Whereas members of the five other classes score well in at least one of the measured categories – economic, social, human and cultural capital - the impoverished score below average in all of them.

They make up 18 percent of the total population and tend to live in the country’s larger and middle sized cities, particularly in the north-east and north-west.

The impoverished tend to have a below average education and members of this class stretch across all generations. Women are slightly more represented in the group at 60 percent.

Ms. Dušková recently started receiving a disability pension, because she suffers from problems associated with her kidneys and spine.

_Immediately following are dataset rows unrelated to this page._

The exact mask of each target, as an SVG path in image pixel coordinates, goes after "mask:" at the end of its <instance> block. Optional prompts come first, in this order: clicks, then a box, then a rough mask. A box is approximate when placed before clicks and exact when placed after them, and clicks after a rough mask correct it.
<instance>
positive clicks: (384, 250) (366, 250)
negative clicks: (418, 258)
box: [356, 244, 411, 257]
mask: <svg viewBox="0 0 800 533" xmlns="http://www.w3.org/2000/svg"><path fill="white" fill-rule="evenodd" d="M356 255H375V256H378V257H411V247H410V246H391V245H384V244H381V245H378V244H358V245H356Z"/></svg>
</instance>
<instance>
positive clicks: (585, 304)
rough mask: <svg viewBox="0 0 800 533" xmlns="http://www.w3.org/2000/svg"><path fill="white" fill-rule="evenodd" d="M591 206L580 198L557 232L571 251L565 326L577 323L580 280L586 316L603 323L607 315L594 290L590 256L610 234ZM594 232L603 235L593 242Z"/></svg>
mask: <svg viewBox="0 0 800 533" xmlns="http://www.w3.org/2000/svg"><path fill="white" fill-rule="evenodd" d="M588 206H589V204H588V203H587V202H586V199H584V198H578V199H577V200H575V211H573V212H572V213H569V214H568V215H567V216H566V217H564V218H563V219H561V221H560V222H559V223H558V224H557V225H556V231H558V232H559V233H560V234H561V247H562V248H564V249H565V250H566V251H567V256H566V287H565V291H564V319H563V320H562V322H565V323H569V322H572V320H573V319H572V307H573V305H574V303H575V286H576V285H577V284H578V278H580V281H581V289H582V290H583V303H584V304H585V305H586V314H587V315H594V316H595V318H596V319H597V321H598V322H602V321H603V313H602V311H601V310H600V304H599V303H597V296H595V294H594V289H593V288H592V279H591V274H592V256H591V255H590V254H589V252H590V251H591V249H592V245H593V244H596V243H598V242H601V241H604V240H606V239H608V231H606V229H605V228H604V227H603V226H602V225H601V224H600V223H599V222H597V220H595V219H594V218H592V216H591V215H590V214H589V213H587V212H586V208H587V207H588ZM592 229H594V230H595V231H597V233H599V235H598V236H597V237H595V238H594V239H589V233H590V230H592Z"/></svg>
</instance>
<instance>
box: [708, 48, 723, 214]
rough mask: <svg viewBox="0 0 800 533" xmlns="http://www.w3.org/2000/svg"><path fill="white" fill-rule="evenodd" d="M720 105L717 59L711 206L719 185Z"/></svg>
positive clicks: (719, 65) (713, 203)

However, it is not enough money and so she works 20 to 30 hours a week as a cleaner for the Salvation Army in order to get by.

A few years ago she had to find refuge in an asylum, after she decided to escape her abusive ex-partner.

The one bedroom flat she lives in now lies near a railway line, but apart from the occasional train she says it is quiet and a major improvement.

„For me, freedom means that you have your own flat, your own furnishing. You can invite people over, go wherever you want, take a rest whenever you need to and talk to your neighbours on the stairs.

"In the asylum house I used to live in this was not possible. You had to report whenever you left and no visits were allowed…Now I have my own flat and I am experiencing freedom.”

All of Ms Dušková’s children are now grownup, but she does keep in close contact with two of them, sometimes spending Christmas over at her son’s family. At home she also has a cat called Lily.

While she says her back problems prevent her from visiting the cinema or theatre, she is an avid reader of books. Politics interest her little, but she does occasionally watch the news on television.